AI simulates human operating interfaces, opening up new application scenarios
Google states that the Gemini 2.5 Computer Use model possesses "visual understanding and reasoning capabilities," enabling it to observe web content and perform actions based on user instructions. This allows AI to interact with web interfaces and other user interfaces without relying on API connections. Applications include UI testing, automated operations, data collection, and internal enterprise tool integration.
The model currently supports 13 types of operation commands, including opening web pages, entering text, clicking buttons, and dragging and dropping elements. Google pointed out that this feature does not yet support full desktop system control, but it performs better than its peers in multiple web and mobile operation benchmarks.
Extended from Project Mariner, it can automatically complete browsing tasks
Gemini 2.5 Computer Use is actually a previous research project of GoogleProject MarinerThis is an extension of the project, which has demonstrated that AI can autonomously complete complex tasks in the browser, such as automatically adding items to a shopping cart based on a list of ingredients.
This new version has been integrated into the Gemini platform and supports developers to access it on Google AI Studio and Vertex AI.

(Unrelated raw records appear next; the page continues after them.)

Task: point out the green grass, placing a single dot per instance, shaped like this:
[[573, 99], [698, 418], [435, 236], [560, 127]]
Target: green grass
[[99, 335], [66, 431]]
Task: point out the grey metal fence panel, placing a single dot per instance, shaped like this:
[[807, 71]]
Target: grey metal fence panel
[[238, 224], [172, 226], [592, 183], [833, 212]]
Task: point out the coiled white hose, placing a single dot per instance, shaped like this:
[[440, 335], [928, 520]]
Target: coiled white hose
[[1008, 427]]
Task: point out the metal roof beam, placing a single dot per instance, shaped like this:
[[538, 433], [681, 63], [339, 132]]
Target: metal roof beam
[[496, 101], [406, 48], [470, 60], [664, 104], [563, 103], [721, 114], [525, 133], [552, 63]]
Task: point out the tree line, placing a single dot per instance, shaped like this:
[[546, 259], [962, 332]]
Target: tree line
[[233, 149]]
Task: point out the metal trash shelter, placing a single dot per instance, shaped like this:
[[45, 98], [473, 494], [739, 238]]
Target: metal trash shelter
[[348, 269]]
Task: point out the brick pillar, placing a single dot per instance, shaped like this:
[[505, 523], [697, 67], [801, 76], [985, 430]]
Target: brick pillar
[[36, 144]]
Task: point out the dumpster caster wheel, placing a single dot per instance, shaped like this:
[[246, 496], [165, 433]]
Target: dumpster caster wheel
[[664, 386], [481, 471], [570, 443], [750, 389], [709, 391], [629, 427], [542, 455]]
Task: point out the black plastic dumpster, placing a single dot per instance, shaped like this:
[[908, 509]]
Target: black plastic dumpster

Competition heats up for AI "action agents" against OpenAI and Anthropic
Google's new announcement comes on the heels of OpenAI'sDev Day EventAnnounce onNew ChatGPT App and Agent FeaturesAfterwards, it was emphasized that AI can complete multi-step tasks autonomously. Anthropic also launched a computer-operatedClaude Computer Use Model.
Unlike competitors that allow AI to control the entire computer environment, Google emphasizes that Gemini is currently limited to browser-level operations, aiming to ensure both security and controllability. Even so, Google stated that the model still "surpasses other mainstream alternatives" in multiple real-world tests and will continue to be optimized to support more interactions and application scenarios.
AI moves from "talking" to "operating"
Gemini 2.5 Computer Use represents a new phase in generative AI's evolution from "language understanding" to "action capability." In the future, developers will be able to not only instruct AI to answer questions through commands, but also enable it to directly execute operational tasks.
Between human operation and automation, Google is clearly trying to create a new AI interaction model - making AI not just an assistant, but a virtual agent that can actually "get its hands dirty."